Penggunaan AI dalam literasi hukum pada akhirnya bukan sekadar soal mengikuti perkembangan teknologi. Langkah ini berkaitan dengan upaya membuat informasi hukum lebih dekat dengan masyarakat, terutama ketika dokumen resmi sering kali memerlukan penjelasan tambahan agar lebih mudah dipahami. Visualisasi dapat menjadi jembatan antara bahasa regulasi yang formal dan kebutuhan pembaca akan penjelasan yang ringkas serta terarah.

Bagi pengelola JDIH, perkembangan ini membuka peluang untuk memperkaya bentuk layanan tanpa meninggalkan standar ketelitian. Dokumen asli tetap menjadi rujukan utama, sementara materi hasil visualisasi dapat membantu pembaca memahami konteks awal sebelum mempelajari ketentuan secara lebih lengkap. Dengan pengawasan substansi yang kuat, teknologi AI dapat mendukung layanan informasi hukum yang semakin responsif, jelas, dan dapat dipercaya.

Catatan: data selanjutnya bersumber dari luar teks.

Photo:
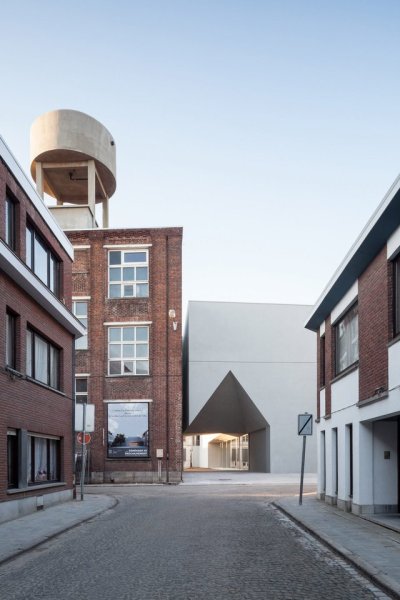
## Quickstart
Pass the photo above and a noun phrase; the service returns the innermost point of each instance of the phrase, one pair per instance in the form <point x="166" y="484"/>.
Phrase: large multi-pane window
<point x="10" y="224"/>
<point x="80" y="310"/>
<point x="43" y="459"/>
<point x="41" y="260"/>
<point x="42" y="360"/>
<point x="396" y="289"/>
<point x="347" y="340"/>
<point x="128" y="350"/>
<point x="128" y="272"/>
<point x="11" y="332"/>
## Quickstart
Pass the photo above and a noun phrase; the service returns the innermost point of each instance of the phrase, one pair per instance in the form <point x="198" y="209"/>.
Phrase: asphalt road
<point x="185" y="543"/>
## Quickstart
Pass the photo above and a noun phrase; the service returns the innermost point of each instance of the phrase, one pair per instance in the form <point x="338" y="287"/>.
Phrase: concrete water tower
<point x="73" y="160"/>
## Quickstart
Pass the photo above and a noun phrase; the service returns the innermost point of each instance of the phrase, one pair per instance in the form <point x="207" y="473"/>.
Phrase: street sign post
<point x="304" y="428"/>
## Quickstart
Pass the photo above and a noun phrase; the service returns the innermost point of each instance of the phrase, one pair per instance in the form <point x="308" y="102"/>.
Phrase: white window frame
<point x="123" y="351"/>
<point x="134" y="287"/>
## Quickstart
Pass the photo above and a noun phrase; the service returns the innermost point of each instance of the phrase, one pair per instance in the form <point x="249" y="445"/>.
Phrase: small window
<point x="128" y="274"/>
<point x="41" y="260"/>
<point x="347" y="340"/>
<point x="80" y="310"/>
<point x="11" y="333"/>
<point x="10" y="224"/>
<point x="12" y="459"/>
<point x="396" y="296"/>
<point x="43" y="459"/>
<point x="81" y="387"/>
<point x="128" y="350"/>
<point x="42" y="360"/>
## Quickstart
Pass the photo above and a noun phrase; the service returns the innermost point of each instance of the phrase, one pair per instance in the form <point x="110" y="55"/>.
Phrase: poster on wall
<point x="128" y="430"/>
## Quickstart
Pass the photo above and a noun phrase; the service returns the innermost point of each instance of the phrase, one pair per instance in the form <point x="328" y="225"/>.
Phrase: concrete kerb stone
<point x="26" y="533"/>
<point x="389" y="585"/>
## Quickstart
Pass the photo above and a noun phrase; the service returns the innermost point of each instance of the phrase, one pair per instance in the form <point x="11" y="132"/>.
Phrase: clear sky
<point x="269" y="130"/>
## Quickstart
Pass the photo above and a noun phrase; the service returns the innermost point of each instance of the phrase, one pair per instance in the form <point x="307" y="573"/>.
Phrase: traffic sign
<point x="81" y="440"/>
<point x="305" y="424"/>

Frequently Asked Questions

What is Kemenkum Sulbar dorong AI visualisasikan peraturan?

Kemenkum Sulbar dorong AI visualisasikan peraturan is the main topic of this guide. The article explains the context, practical details, and next steps readers should understand.

Why does Kemenkum Sulbar dorong AI visualisasikan peraturan matter?

Kemenkum Sulbar dorong AI visualisasikan peraturan matters because readers are looking for a useful answer, not just a short summary. Good content should match search intent and help them decide what to do next.